The Shooting Range Protection Act of 2000, found at SC Code Sections 31-18-10 to 31-18-60, provides significant protections for existing, established shooting ranges from local regulations.
The law defines a shooting range under its protection as an area operated for the firing of firearms. There are two requirements for a facility to meet the law’s definition:
- The firing of firearms is the usual, regular, and primary activity occurring in the area.
- The area is improved or situated such that a person would not reasonably expect a projectile to escape the area’s boundaries. This could be a berm, a backstop, or a lot large enough that bullets would likely not leave the property.
Protections
Once a shooting range is established and in use, it is protected in two ways.
First, private landowners cannot bring a nuisance action for noise against the shooting range if it was established before the landowners bringing the action acquired their nearby property, unless there has been a substantial change in the use of the range.
This provision is essentially a codification of the common law rule on “coming to the nuisance,” which holds that landowners cannot sue for a nuisance that existed before they purchased property. For example, residents cannot move in next to an airport and then sue over the noise created by it.
Second, and more importantly for local governments — governments cannot enforce a newly enacted noise ordinance against a shooting range that was already established when the ordinance was enacted.
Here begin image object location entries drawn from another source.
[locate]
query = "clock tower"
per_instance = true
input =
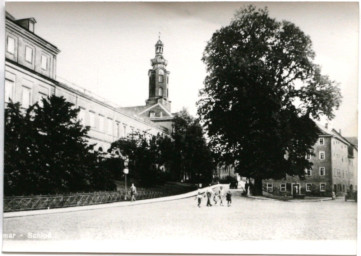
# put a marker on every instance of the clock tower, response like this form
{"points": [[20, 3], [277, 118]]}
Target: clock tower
{"points": [[159, 79]]}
Similarly, if a local government amends an existing noise ordinance after the establishment of a shooting range, the government cannot enforce the amended noise ordinance against the shooting range if it complied with the noise ordinance as it existed before the amendment.
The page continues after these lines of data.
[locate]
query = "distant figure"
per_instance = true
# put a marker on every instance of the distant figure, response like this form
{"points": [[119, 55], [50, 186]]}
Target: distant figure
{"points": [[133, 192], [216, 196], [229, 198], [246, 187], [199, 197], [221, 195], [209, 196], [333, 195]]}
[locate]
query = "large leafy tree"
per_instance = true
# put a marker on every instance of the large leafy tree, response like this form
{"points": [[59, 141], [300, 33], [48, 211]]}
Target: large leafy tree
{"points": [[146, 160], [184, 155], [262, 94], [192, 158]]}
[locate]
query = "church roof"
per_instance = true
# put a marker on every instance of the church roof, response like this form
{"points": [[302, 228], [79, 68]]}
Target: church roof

The Shooting Range Protection Act also establishes that in no event may a local government enforce a noise ordinance against a shooting range established before January 1, 2000.
Implications for cities
Many, if not most, municipalities already prohibit the discharge of firearms within their municipal limits, subject to certain exceptions, and so the law on shooting range regulation may not be an issue.
Such rules prohibiting the discharge of firearms appear not to be preempted by Section 23-31-510(1), which provides that a local government may not adopt any law regulating “the transfer, ownership, possession, carrying, or transportation of firearms.”
This preemption language does not mention ordinances that regulate the discharging of firearms.
Municipalities that do not prohibit the discharge of firearms, however, should consider whether their existing noise ordinance would be sufficient to control unreasonable noise disturbances from shooting ranges. The Shooting Range Protection Act requires no minimum lot size or separation requirements for a shooting range to be established. Instead, it requires only improvements and circumstances that make it reasonably unforeseeable that a projectile would escape the parcel.
Finally, the Shooting Range Protection Act provides that it “does not prohibit a local government from regulating the location and construction of a new shooting range after the effective date of this chapter.”
In addition to considering its existing noise ordinance, a municipality that allows the discharge of firearms within its boundaries should review its zoning ordinance to see if it addresses the location and construction of shooting ranges.